More than any other diamond shape, pear-cut diamonds appear the largest for their carat weight. Pears mask inclusions very well but tend to show warmth in their tip in lower colours.
Radiant cut diamonds have straight edges and cut corners, just as the Emerald Cut, but feature brilliant faceting. Radiant cut diamonds hide both colour and clarity very well, making them an excellent value. Elongated radiants appear larger than square radiants and tend to be the more popular ratio choice.
The standards for cushion cut vary more than most other shapes. While generally less brilliant than round brilliant diamonds, cushion cut diamonds do have incredible fire, which is part of their appeal. The most prevalent modern Cushion is called a Cushion Modified Brilliant and it has an extra row of facets. In contrast, a Cushion Brilliant has larger, fewer facets and sparkles a little more.

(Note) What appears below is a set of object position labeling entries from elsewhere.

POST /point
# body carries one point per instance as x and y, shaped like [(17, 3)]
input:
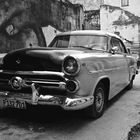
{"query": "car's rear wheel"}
[(96, 110), (130, 86)]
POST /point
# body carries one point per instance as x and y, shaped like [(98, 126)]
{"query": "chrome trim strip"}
[(34, 73), (66, 103)]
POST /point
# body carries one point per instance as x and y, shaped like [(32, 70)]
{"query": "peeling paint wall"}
[(115, 19), (21, 21)]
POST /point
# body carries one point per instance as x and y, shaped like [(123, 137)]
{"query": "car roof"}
[(89, 32)]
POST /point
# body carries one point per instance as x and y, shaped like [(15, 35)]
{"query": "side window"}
[(116, 43), (123, 47)]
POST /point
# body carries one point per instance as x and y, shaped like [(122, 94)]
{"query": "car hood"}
[(39, 59)]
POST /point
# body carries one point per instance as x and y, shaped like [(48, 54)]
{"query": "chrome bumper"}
[(66, 103)]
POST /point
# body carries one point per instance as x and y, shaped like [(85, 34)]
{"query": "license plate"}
[(13, 104)]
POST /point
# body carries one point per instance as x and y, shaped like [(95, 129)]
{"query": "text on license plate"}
[(14, 104)]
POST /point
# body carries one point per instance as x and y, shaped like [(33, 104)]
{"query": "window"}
[(118, 44), (124, 3)]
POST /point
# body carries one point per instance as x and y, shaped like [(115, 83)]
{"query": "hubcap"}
[(99, 100)]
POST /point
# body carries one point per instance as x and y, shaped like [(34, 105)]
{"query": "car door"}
[(120, 72)]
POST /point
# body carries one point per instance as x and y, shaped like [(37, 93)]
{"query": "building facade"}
[(117, 20)]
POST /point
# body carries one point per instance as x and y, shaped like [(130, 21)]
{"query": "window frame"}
[(124, 3)]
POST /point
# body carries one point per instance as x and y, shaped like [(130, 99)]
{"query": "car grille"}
[(48, 84)]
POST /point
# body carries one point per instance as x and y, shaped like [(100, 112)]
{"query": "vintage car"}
[(79, 70)]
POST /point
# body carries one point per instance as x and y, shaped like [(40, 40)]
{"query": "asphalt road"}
[(121, 115)]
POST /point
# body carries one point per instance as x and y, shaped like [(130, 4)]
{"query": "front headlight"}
[(70, 66)]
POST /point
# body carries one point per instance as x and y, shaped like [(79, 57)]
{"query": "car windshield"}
[(84, 41)]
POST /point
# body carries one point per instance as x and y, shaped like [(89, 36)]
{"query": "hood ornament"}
[(16, 83), (18, 61)]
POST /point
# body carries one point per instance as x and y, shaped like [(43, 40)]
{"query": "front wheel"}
[(96, 110)]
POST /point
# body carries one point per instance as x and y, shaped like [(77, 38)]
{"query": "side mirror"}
[(114, 50), (128, 50)]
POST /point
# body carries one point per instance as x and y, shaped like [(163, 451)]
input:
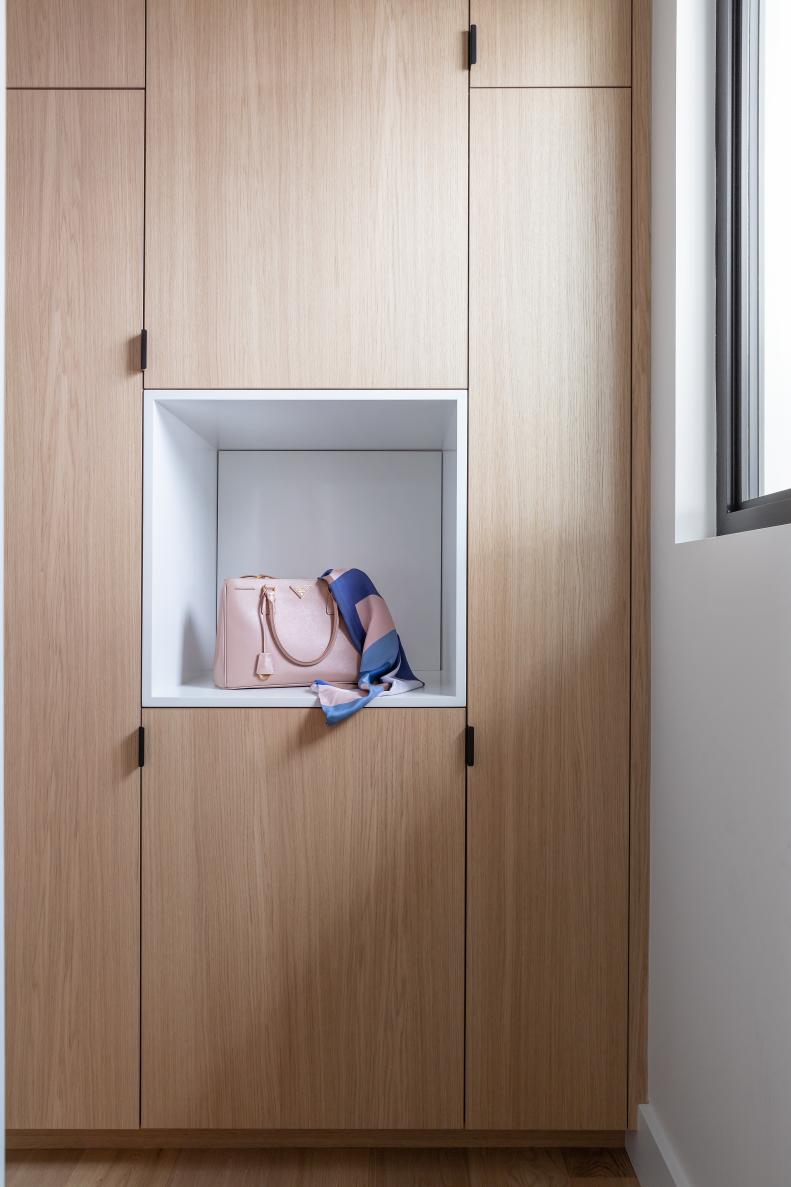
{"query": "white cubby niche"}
[(292, 483)]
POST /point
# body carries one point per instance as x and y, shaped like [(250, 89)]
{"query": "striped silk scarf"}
[(384, 668)]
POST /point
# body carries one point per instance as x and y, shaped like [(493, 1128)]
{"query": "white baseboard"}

Cushions hide inclusions very well and are known for their soft, cushion like shape.
The princess cut looks like an inverted pyramid from the profile view and has sharp corners. Princess-cut diamonds are extremely brilliant which assists in hiding inclusions. A princess-cut diamond should always be set with claws that protect the four corners (because they are narrow and pointed they are more prone to chipping).
Marquise have a large crown surface making them appear larger than other shapes of the same carat weight. This makes Marquise a great choice when trying to maximize the perceived size of a diamond. In order to prevent a Marquise from appearing too narrow on the finger, it’s ideal to find one that is wider across the centre, a length to width ratio of 1.75 -1.95 is ideal. Marquise hides clarity very well but will shows warmth in the tips in I, J and lower colours.
When choosing a heart, symmetry is an extremely important characteristic, since it is critical that the two halves of the heart are identical. The cleft should be sharp and distinct, and the wings should have a very slightly rounded shape. Heart-shaped diamonds come in a variety of silhouettes, from slim to fat.